May 07--Travelers between Seattle and Portland soon will have a cheaper option instead of planes, trains or automobiles.
BoltBus, which began four years ago on the East Coast, will offer nonstop service here starting May 17. Buses will leave curbside from Fifth Avenue South, next to the International District/Chinatown transit station, four times a day.
The schedule shows four daily trips scheduled for 3 hours, 15 minutes each, an estimate sure to be tested by Interstate 5's mercurial traffic. That compares with 3 hours, 30 minutes on the Amtrak Cascades train line, or about 4 hours on a regular Greyhound bus that stops in Tacoma, Olympia, Centralia and Kelso en route.
Prices vary based on demand — nearly all tickets are bought online at BoltBus.com, and a few are sold curbside. Listings for the next few weeks show mostly $6 to $10 seats. Some are $17, and prices can reach $25 or so. Rates are lower the earlier people buy, and each bus includes at least one $1 seat.

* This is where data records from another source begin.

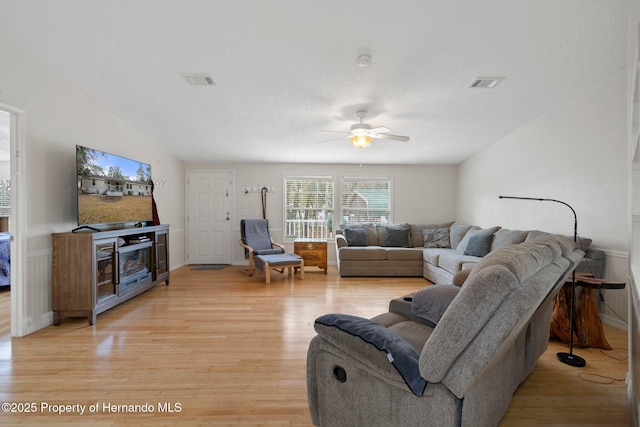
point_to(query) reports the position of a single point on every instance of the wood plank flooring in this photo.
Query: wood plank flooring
(224, 349)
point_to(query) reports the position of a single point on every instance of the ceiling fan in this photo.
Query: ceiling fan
(361, 134)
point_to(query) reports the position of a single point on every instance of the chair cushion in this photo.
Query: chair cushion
(256, 234)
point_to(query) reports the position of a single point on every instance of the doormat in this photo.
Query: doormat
(209, 266)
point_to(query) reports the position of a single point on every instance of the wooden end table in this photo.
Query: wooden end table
(312, 251)
(587, 331)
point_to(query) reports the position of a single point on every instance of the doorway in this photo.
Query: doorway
(5, 212)
(14, 131)
(209, 203)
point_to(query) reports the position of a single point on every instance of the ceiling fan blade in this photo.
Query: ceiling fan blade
(379, 129)
(335, 131)
(333, 139)
(391, 137)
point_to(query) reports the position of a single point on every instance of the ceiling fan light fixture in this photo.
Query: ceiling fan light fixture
(360, 141)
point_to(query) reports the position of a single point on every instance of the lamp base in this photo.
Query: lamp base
(571, 359)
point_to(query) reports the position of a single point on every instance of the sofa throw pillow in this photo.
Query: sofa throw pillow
(431, 302)
(416, 236)
(402, 355)
(479, 245)
(355, 236)
(457, 233)
(436, 237)
(396, 237)
(462, 246)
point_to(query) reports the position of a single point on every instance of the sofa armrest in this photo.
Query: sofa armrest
(341, 241)
(374, 345)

Amtrak costs more, with fares generally ranging from $32 to $53, with some Memorial Day weekend trips as high as $69.
The new, low-cost bus service creates a tricky situation, as the state Department of Transportation has been awarded nearly $800 million in federal grants to improve the Amtrak Cascades line, the stations and freight passage. Could nonstop buses undermine that huge investment in rail, or would bus and train somehow complement each other?
"The more the merrier," says Bruce Agnew, a fellow at the pro-rail Cascadia Center in Seattle, part of the Discovery Institute.

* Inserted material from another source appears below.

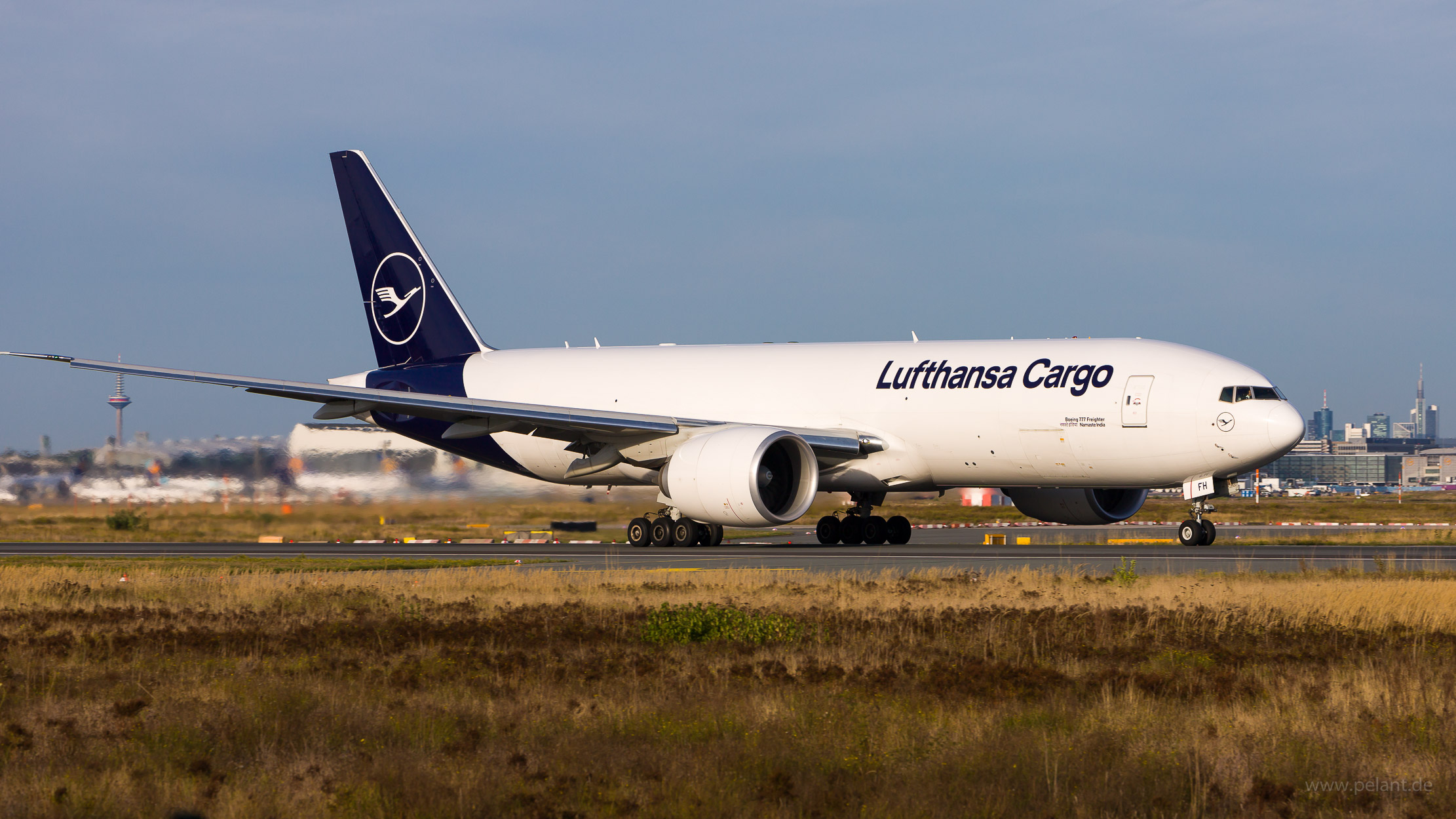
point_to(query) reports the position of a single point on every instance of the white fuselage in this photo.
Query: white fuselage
(1127, 412)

But, he says, riders understand that a train provides a different experience.
On a train, "there is a lot to be said for being able to walk around, have a locally crafted beer or just watch eagles nesting on the shores of the Salish Sea, rather than gazing at an endless line of red lights on I-5," Agnew said.
Comfortable intercity buses are commonplace in many parts of the world, including Mexico and China.
The new U.S. generation of direct intercity buses got a boost from New York City, where small operators started picking up riders in Chinatown.
BoltBus was created to compete in that market, as a partnership by Greyhound and Peter Pan Bus Lines, which is why the buses stop at curbside instead of in a traditional station, said Joe Hapac, Greyhound terminal manager in Seattle.
The black-and-orange buses are roomier than a normal Greyhound because one seat was removed in the rear, along with one row of seats, so there are 50 rather than 55 seats per coach, Hapac said. Costs can be lower than a standard bus because BoltBus forgoes stations, baggage handlers, ticket agents and fuel costs of multiple stops, he said.
BoltBus is talking about whether to start a Seattle-Vancouver, B.C., route but has made no decision, spokesman Tim Stokes said.
In addition to competing with local buses, BoltBus back East also vies with Amtrak.
In the Northwest, Agnew said the Cascades fare is much lower than the Acela rail line in the East, and therefore competitive.
By 2017, Amtrak Cascades aims to cut travel time to Portland an additional 10 minutes and add two more round-trip trains, for a total seven daily, including one Coast Starlight to California.
Only about one-third of last year's 840,000 passengers on the line went all the way from Seattle to Portland, said Laura Kingman, rail marketing and communications manager for the state Transportation Department. That leaves a big market in between that BoltBus wouldn't reach.
Some people might choose a bus one direction and a train coming home, depending on schedules and ticket availability, Kingman said.
Down at Seattle's King Street Station, riders waiting for a Portland train Friday morning said they would at least consider a cheaper bus.
"I would totally take it," art student Leighla Webb said when shown BoltBus listings of $8 in early June. "That's phenomenal." Webb said she was looking forward to her first-ever train ride Friday for a fare of $32.